County manager defends apartments' appraisals

County Manager George Burgess said a plan to give affordable-housing apartments a property tax break would be illegal

By Michael Vasquez

Miami-Dade County Manager George Burgess on Wednesday strongly defended the way county government values property, after accusations from Miami Mayor Manny Diaz and other city leaders that the county is making the region's affordable-housing crunch worse.

On Monday, Diaz criticized the county property appraiser for hitting landlords of low and moderate-income apartment complexes with whopping increases in annual assessments. The mayor said the county calculates its appraisals based too much on properties' market values and not enough on the income they produce.

The higher appraisals typically lead to higher taxes, which can force landlords to hike rents or sell outright to condo developers.

In his defense, Burgess said the appraisal methods can't change under state law. He added that city leaders' approval of countless condo projects has helped fuel the area's red-hot real estate boom. Now that that boom is starting to price landlords of modest apartments out of the market, the city is blaming the county for a problem it helped create, Burgess said.

''That's the irony of it,'' he said.

BLAME GAME

Burgess' comments came a day after he defended himself through a written memo distributed to county commissioners and Miami-Dade County Mayor Carlos Alvarez.

''While I commend Mayor Diaz for bringing forth a proposal that provides tax relief for our low-income residents, it is important that the facts be presented accurately,'' Burgess wrote in that memo.

Alvarez told The Herald that the memo and a conversation with Burgess convinced him the county is valuing property appropriately.

DIAZ'S RESPONSE

When told of Burgess' comments, Diaz on Wednesday denied the city is playing a blame game, saying that county appraisals are not fairly using the discretion state law gives them when it comes to sizing up property.

''Properties are different,'' Diaz said Wednesday. ``Just because that nice condo is going up across the street, it doesn't mean that value should be transferred over to this low or moderate-income property.''

Diaz hopes to persuade the state Legislature to change the rules governing appraisals so that landlords of affordable apartment complexes catch a break. In the meantime, Diaz plans to push county commissioners to pass an ordinance tweaking how the county appraises properties now.

That second goal has provoked the ire of Burgess, who says the county is following state law to the letter.
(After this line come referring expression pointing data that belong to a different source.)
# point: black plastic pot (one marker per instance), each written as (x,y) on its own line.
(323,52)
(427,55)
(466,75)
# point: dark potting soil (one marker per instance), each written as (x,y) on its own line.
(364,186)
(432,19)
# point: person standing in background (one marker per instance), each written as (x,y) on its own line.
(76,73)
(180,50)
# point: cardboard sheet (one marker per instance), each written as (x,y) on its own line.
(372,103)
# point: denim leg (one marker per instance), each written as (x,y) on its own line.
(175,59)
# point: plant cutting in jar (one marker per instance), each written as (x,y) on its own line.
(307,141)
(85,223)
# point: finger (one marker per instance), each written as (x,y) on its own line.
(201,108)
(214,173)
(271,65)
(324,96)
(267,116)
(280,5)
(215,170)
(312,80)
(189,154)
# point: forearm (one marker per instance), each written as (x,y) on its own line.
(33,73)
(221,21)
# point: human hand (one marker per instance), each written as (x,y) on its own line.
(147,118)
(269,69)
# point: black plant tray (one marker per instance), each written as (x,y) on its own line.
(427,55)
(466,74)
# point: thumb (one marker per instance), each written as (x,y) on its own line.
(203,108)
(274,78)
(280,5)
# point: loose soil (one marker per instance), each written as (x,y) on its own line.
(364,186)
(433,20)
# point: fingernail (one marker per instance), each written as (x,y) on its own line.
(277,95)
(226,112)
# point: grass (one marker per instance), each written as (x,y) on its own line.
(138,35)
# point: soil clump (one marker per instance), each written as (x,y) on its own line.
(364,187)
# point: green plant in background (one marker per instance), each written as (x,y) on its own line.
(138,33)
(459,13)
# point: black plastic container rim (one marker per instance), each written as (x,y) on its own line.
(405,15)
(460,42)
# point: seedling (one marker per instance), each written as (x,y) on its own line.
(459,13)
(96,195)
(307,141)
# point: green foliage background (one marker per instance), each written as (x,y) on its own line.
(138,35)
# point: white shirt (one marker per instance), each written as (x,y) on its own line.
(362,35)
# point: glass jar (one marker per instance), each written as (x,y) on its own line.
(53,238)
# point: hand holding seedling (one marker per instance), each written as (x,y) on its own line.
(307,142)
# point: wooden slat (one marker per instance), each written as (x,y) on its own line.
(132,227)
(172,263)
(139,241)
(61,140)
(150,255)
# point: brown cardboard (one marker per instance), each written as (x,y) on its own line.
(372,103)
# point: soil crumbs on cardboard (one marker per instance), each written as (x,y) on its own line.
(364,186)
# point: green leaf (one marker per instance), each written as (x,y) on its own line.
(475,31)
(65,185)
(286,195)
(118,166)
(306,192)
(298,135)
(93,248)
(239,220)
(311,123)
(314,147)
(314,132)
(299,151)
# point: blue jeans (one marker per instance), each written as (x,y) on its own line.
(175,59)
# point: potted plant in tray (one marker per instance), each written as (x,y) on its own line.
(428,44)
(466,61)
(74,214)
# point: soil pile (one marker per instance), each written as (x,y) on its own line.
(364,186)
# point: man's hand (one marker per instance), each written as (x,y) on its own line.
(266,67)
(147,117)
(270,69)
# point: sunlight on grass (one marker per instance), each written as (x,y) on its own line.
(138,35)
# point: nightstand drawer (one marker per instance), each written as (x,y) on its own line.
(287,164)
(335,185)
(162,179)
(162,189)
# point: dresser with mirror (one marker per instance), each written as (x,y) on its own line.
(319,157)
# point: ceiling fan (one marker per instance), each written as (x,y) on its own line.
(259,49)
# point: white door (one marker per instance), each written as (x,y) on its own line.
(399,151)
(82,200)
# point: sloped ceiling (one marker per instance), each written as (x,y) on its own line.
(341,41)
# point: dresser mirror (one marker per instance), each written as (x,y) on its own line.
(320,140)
Burgess said his disagreement with Miami officials hasn't hurt their cordial working relationship, and that he would be willing to join Diaz in lobbying for state law changes in how affordable apartment complexes are valued.

''We all seem to be on the same page in that regard,'' Diaz said.

Frank Desguin, President-elect of the Florida Association of Property Appraisers, said state law forces appraisers to value a property by the ''highest and best use'' -- essentially assuming the owner is making as much money from the land as possible.

A generous landlord who charges lower rents than he or she could is not entitled to any special treatment, Desguin said.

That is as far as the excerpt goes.